The Public Service Association (PSA) issued a statement on August 28 calling Health NZ’s latest proposed staff cuts “unfocused,” “reckless” and “a prelude to privatisation.” The PSA, however, has worked with the government to implement more than 6,000 layoffs across multiple government departments.

Opposition Labour Party health spokesperson Ayesha Verrall also postured as an opponent of the cuts, saying “[Health Minister] Shane Reti needs to explain how a modern, efficient, patient-centred health system can function without non-clinical staff supporting the frontline.”

In fact, the National-led government is picking up where Labour left off. More than 500 “back office” job cuts were made during the 2020-2023 Labour Party-led government as part of the establishment of Health NZ through the amalgamation of the country’s district health boards.

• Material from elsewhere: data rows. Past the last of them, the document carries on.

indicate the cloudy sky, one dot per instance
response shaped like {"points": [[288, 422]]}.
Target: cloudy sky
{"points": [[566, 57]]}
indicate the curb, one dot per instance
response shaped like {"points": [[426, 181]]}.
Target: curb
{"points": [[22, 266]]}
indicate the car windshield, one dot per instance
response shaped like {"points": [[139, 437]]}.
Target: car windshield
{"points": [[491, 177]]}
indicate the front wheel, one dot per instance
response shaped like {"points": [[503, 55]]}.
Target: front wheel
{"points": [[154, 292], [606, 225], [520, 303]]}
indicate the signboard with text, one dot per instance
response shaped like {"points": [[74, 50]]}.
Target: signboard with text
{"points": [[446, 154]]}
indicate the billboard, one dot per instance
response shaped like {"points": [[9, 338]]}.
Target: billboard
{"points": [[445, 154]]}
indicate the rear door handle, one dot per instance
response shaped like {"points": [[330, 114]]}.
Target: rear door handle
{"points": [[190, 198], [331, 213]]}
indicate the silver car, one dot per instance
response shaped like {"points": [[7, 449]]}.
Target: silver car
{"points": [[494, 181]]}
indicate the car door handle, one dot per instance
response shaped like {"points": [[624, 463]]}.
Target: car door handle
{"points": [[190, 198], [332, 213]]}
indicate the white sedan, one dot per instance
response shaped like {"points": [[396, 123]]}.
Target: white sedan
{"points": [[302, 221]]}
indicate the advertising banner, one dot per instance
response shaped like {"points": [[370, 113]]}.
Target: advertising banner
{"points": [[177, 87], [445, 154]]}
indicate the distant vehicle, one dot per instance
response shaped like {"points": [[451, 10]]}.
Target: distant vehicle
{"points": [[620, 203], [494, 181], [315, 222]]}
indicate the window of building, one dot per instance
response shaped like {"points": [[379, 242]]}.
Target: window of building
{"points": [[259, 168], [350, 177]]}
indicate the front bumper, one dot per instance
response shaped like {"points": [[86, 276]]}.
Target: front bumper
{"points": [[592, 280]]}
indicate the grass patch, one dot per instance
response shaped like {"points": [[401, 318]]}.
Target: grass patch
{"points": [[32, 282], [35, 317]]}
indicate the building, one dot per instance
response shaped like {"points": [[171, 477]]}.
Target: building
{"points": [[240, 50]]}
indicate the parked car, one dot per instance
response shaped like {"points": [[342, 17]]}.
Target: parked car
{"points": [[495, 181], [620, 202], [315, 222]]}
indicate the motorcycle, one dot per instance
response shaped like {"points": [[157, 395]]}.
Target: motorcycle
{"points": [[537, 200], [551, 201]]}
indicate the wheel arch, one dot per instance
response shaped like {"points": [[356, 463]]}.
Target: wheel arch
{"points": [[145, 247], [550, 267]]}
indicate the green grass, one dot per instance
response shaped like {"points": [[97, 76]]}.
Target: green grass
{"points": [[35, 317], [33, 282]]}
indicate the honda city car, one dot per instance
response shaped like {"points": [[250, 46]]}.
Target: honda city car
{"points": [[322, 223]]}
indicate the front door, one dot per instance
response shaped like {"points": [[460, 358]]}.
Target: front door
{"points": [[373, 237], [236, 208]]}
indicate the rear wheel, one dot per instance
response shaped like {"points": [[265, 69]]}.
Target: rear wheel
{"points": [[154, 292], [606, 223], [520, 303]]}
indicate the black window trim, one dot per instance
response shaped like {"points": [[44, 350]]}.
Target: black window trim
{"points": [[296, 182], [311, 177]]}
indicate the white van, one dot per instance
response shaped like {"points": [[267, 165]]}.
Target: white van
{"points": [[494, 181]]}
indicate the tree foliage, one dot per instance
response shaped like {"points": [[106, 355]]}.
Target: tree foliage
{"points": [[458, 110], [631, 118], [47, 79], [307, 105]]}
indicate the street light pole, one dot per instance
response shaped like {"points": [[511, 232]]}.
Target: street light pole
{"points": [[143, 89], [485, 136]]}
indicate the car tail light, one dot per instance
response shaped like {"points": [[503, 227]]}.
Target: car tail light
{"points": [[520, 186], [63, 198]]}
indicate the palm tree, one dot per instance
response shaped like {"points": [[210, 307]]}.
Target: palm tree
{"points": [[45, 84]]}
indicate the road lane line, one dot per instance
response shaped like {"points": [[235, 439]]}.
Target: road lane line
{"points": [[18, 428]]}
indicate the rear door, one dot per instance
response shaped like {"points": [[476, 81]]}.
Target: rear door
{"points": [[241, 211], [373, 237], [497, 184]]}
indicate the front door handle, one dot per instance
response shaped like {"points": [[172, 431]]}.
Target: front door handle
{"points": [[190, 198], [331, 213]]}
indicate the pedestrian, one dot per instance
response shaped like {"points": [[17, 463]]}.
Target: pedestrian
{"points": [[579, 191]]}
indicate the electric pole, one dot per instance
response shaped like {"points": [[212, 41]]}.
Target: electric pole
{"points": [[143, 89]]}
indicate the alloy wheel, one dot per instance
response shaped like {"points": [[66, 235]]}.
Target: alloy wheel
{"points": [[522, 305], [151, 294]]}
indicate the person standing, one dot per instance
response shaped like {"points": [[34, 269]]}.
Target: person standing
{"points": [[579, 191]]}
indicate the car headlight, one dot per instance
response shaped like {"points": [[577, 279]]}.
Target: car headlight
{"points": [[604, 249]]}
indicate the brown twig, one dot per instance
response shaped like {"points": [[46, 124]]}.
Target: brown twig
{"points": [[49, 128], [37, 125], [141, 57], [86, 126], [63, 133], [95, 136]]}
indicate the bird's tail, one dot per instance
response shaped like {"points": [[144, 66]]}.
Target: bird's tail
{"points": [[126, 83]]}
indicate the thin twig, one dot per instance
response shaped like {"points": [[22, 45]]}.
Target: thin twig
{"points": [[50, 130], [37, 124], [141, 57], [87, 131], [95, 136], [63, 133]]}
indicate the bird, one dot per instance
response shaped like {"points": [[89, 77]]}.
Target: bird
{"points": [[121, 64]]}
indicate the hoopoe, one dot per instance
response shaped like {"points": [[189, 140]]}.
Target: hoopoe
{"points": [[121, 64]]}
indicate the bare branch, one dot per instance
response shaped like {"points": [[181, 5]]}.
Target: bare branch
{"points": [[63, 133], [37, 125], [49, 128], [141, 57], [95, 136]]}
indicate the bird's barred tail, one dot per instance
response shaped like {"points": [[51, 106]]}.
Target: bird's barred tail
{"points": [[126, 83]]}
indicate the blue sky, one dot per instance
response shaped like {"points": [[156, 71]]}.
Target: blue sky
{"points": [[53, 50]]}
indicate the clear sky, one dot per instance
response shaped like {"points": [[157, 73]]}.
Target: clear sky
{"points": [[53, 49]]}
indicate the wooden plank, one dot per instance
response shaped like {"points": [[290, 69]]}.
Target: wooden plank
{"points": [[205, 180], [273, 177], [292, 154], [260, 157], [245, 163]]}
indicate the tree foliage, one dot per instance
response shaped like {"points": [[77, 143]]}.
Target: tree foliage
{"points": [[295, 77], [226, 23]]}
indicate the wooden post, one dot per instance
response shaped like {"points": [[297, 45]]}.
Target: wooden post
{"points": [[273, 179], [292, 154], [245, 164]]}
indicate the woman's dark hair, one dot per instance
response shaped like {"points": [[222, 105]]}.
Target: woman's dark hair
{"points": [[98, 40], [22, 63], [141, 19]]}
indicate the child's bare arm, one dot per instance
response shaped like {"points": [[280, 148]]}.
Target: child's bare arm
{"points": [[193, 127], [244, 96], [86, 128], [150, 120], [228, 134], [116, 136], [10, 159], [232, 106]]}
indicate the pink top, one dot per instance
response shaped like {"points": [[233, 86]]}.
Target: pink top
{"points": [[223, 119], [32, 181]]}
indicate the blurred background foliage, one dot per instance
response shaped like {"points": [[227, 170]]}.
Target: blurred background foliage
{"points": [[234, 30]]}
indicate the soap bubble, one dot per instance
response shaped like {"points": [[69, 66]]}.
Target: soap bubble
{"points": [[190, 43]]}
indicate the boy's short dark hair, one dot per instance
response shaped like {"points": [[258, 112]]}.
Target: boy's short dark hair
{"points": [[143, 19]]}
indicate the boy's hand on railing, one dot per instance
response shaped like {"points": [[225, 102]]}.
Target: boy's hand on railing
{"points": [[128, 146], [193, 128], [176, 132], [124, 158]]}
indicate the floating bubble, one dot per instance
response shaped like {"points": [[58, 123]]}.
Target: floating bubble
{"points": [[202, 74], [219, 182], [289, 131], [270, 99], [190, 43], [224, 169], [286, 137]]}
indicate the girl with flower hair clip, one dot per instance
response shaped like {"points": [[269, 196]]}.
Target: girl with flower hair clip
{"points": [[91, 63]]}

The Labour government, led by Prime Minister Jacinda Ardern, starved the public health system of funding. The NZNO and other unions ensured that workers’ struggles were isolated and sold out.

Ardern ended the country’s zero-COVID policy in late 2021, adopting the criminal policy of mass infection that was demanded by big business. This was imposed with the crucial assistance of the trade unions, which did not lift a finger as mask mandates and other public health measures were removed.

So far more than 43,000 people have been hospitalised and over 4,100 have died due to COVID-19, placing an immense burden on the healthcare system and resulting in longer delays for thousands of patients. This avoidable disaster, alongside the cost of living crisis and increased poverty, was a major factor in Labour’s crushing defeat in the October 2023 election.

The demand for high-quality, free public healthcare, available to everyone who needs it, must be taken up by the working class in opposition to the entire capitalist political establishment including Labour and the union bureaucracy.

The government’s claim that there is “no money” to fully fund health services is a lie. What is required is the socialist reorganisation of society: The billions of dollars in the coffers of the financial elite, and the money wasted on military spending for war, must be redistributed to rebuild and expand hospitals, hire thousands more doctors and nurses and to eliminate COVID-19 and other preventable diseases.